Both DEFCON and PWN 2 OWN serve, to different extents, to expose security risks and fix them. The problem is that Hacking itself gets a negative connotation as it is portrayed in the popular media.

One method that applies the concepts of DEFCON and PWN 2 OWN without carrying the negative connotations of hacking is the develpment and maintenance of Open Source Software.

Open SourceSoftware (OSS) is software that is usually freely distributed, but unlike most freeware, whose source code is usually not publicly divulged, OSS usually includes the complete source code for the program in the installation medium, or make the source code publicly available for people to use, and in most cases, to modify and/or include in other applications.

In the context of fixing security vulnerabilities, OSS provides the benefit of having access to the behind-the-scenes of how a program works (the source code), and makes the finding, testing, and fixing of vulnerabilities much easier than in closed-source software, where vulnerabilities are found through trial-and-error, and those responsible for finding the vulnerability, are not usually empowered to fix it.

In any computer program, the risk of potential security vulnerabilities rises in a manner directly related to the amount of source code that the program contains.

In large programs (10 thousand lines of code or more), OSS becomes crucial in post-development debugging, for that every user is a potential debugger, depending on the user's coding proficiency level; whereas if a bug is found in a popular closed-source software, even if reported, the amount of people in charge of finding the cause of the bug are orders of magnitude less than the number of users for that specific program.

An example: Software A is OSS and Software B is closed-source.
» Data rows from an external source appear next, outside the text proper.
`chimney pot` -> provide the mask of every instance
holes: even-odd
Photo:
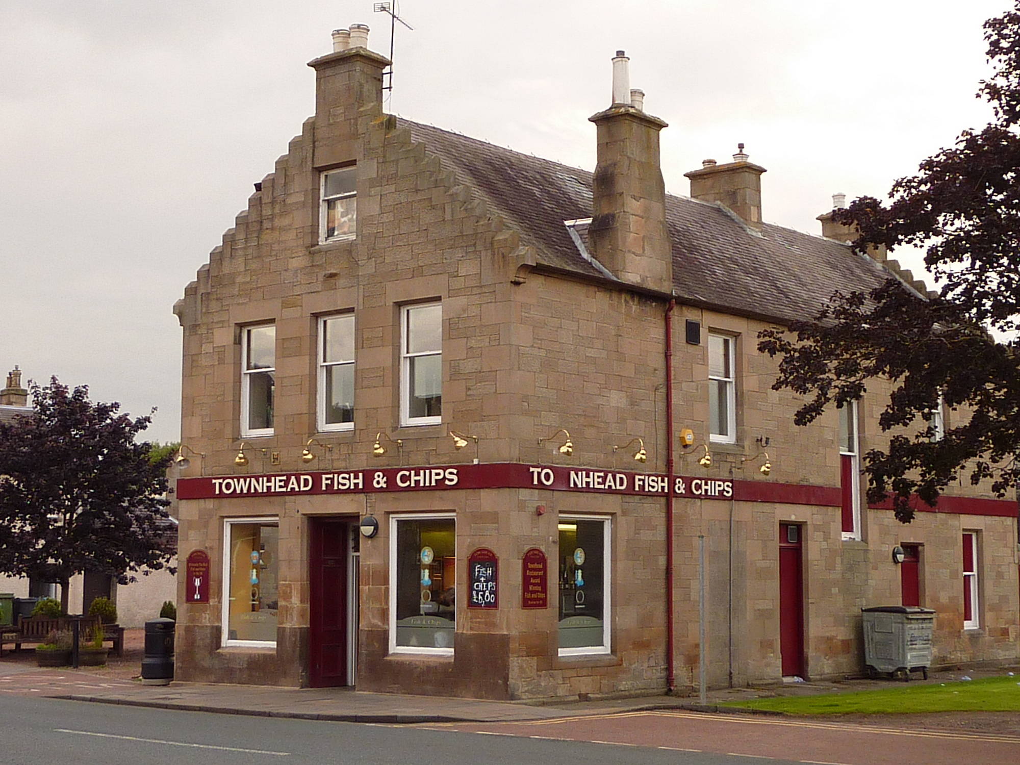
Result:
[[[350,30],[334,30],[333,31],[333,52],[340,53],[351,47],[351,31]]]
[[[364,23],[351,24],[351,47],[352,48],[368,47],[368,24]]]
[[[613,106],[629,106],[630,104],[630,59],[623,51],[616,51],[613,58]]]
Both have the same number of users.
Both have one bug that the development team missed.
Both programs have the same target audience: system administrators. (All users should be able to find the cause of the bug)
Both bugs have a 1 in 10 (10%) chance of happening every time the program is run.
Software A has a debugging manpower of its entire user base, while
Software B has the debugging manpower of its development team.
It is more likely for the bug in Software A to be found before it is found in Software B, given the fact that users of SOftware A can get a general idea where the bug resides while the program is running, and depending in their coding proficiency, might be able to provide the developers with a source code patch that would fix the bug.
Even if a user of Software B found the bug, without the actual source code, the user is dependent in being able to contact the development team of Software B in order to get the bug fixed.